第30章 Chapter 5(4)
It is also true, the businesslike managers of industrial enterprise have also other things to do, besides holding the marketable supply of goods and services down to such an amount as is expected to bring the most profitable prices, or diverting credulous customers from one seller to another by competitive advertising. But it should also be noted that there is next to no business enterprise, if any, whose chief end is not profitable sales, or profitable bargains which mean the same thing as profitable sales. They are therefore engaged unremittingly in one or another of the approved lines of competitive management with a view to profitable traffic for themselves, and to creating an advantage for themselves in the market. It is a poor-spirited concern that does not constantly aim to create for itself such a position of advantage as will give it something of a vested interest in the traffic.

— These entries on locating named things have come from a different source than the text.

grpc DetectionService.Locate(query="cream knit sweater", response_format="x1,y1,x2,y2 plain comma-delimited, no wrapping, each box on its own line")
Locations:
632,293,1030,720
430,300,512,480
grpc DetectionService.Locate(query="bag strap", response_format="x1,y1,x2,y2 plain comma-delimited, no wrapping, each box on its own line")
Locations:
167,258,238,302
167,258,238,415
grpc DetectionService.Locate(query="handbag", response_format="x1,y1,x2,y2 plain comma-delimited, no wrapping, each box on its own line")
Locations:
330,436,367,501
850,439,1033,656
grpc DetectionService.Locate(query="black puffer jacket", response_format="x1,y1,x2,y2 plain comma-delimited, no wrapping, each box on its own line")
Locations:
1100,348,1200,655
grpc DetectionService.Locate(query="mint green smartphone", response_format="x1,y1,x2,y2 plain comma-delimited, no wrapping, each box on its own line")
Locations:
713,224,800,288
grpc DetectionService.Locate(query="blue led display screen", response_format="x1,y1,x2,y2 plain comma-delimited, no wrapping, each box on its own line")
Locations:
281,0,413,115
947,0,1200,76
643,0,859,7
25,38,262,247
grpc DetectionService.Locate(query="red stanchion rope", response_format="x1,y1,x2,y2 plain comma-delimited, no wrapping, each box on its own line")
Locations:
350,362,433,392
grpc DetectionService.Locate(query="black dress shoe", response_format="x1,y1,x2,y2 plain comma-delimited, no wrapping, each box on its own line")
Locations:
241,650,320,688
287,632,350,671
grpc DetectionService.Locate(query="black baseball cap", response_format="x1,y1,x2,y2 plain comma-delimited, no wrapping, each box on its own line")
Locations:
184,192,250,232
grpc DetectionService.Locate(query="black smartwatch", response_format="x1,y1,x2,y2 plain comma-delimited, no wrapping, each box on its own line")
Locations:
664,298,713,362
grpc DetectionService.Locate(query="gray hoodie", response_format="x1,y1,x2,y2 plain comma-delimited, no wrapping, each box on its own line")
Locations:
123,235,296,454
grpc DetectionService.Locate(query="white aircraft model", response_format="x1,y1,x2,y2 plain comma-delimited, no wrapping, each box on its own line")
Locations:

Such a concern is scarcely fit to survive; nor is it likely to.
It is not that business enterprise is wholly taken up with such like manoeuvres of restraint, obstruction and competitive selling. This is only part of the business men's everyday work, although it is not a minor part. In any competitive business community this line of duties will take up a large share of the business men's attention and will engage their best and most businesslike abilities. More particularly in the management of the greater industrial enterprises of the present day, the larger as well as the more lucrative part of the duties of those who direct affairs appears commonly to be of this nature. That such should be the case lies in the nature of things under the circumstances which now prevail. It would not be far out of the way to say that any occupations in which this rule does not apply are occupations which have not, or have not yet, come into line as members in good standing in that new order of business enterprise which is based on the machine industry governed by the liberal principles of the eighteenth century.
"Our people, moreover, do not wait to be coached and led.
They know their own business, are quick and resourceful at every readjustment, definite in purpose, and self-reliant in action...
The American business man is of quick initiative. The ordinary and normal processes of private initiative will not, however, provide immediate employment for all of the men of our returning armies," Such is the esteem in which American business men are held by American popular opinion and such is also the view which American business men are inclined to take of their own place and value in the community. There need be no quarrel with it. But it will be in place to call attention to the statement that "The ordinary and normal processes of private initiative will not, however, provide immediate employment for all the men." It should be added, as is plain to all men, that these ordinary and normal processes of private initiative never do provide employment for all the men available. In fact, unemployment is an ordinary and normal phenomenon. So that even in the present emergency, when the peoples of Christendom are suffering privation together for want of goods needed for immediate use, the ordinary and normal processes of private initiative are not to be depended on to employ all the available man power for productive industry. The reason is well known to all men; so well known as to be uniformly taken for granted as a circumstance which is beyond human remedy.
It is the simple and obvious fact that the ordinary and normal processes of private initiative are the same thing as "business as usual," which controls industry with a view to private gain in terms of price; and the largest private, gain in terms of price can not be had by employing all the available man power and speeding up the industries to their highest productivity, even when all the peoples of Christendom are suffering privation together for want of the ordinary necessaries of life. Private initiative means business enterprise, not industry.